Common English Mistakes That Students Make
Some of the most common English mistakes are the easiest to avoid with a little practice. We thought a short reminder here of some of the most important ones that students fall prey to could be a help.
Effective writing makes an interesting read, and it is every writer’s hope to produce great pieces with no errors that put readers off. Bookmark this page and feel free to come back and review the concepts when in doubt. Mistakes can easily be made writing sentences, framing paragraphs, using punctuation and so on. Let's focus here on sentences.
Common grammatical errors when writing sentences:
#1 - Sentence Fragments.
#2 - Run-on sentences.
#3 - Subject-verb disagreements.
Sentence fragments generally occur due to punctuation errors. A period (full stop) instead of a comma can make a sentence look absurd or ungrammatical at its best.
Error: Their whole day was wasted. Probably because they hadn’t set a proper goal to achieve.
The underlined part should be separated from the main clause with a comma and not a period.

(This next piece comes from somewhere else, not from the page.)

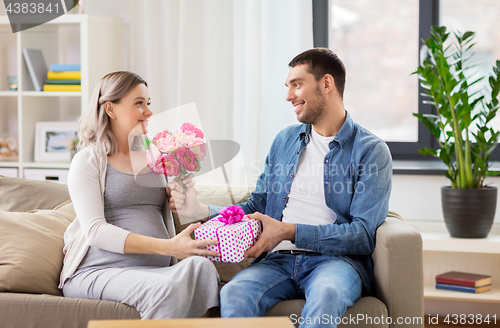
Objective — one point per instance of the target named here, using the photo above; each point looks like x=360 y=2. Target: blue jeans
x=327 y=283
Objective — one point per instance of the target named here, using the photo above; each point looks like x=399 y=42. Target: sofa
x=35 y=214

Corrected: Their whole day was wasted, probably because they hadn’t set a proper goal to achieve.
Error: Since we are going to visit her.
The above sentence is more of an “un-sentence”, because it doesn’t make any sense, and you as a reader are left waiting for more for it to make sense. Let’s see a corrected form.

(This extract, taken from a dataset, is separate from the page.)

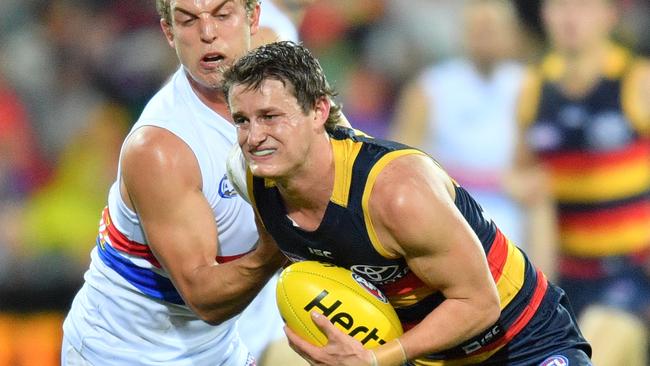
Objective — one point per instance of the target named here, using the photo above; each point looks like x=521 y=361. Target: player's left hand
x=340 y=350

Corrected: Since we are going to visit her, we invited Angela to come with us.
Run-on sentences are again the result of wrong punctuation. A run-on sentence is more like a string of many sentences joined together with multiple commas, to make sense they should be separated with periods or semi-colons.
Error: The bakery smelled of lovely fresh bread, I bought myself pineapple donuts.

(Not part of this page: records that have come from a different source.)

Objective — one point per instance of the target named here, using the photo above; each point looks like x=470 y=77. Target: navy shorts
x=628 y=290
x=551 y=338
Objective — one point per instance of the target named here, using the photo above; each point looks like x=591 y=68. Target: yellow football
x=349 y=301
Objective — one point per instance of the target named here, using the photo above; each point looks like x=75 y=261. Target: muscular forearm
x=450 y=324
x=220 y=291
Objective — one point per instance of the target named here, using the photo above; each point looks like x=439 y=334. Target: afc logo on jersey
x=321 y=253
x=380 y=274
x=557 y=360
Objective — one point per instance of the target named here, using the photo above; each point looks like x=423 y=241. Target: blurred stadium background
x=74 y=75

Although not so clear, this sentence is actually two sentences. Use a period or a semi-colon instead of the comma.
Corrected: The bakery smelled of lovely fresh bread; I bought myself pineapple donuts.
Subject Verb disagreements occur when singular subjects don’t have singular verbs, and/or plural subjects don’t have plural verbs. This gets particularly difficult to maintain when there’s a clause/phrase between subject and verb.
Error: She want to go out today.
Corrected: She wants to go out today.
Error: This box or those boxes is his.
Corrected: This box or those boxes are his.
Error: The write-up by Nick and Lyla tell us how to be a great gardener.
Corrected: The write-up by Nick and Lyla tells us how to be a great
Make a habit and routine of reviewing all of your writing for these common English mistakes and your readers will thank you.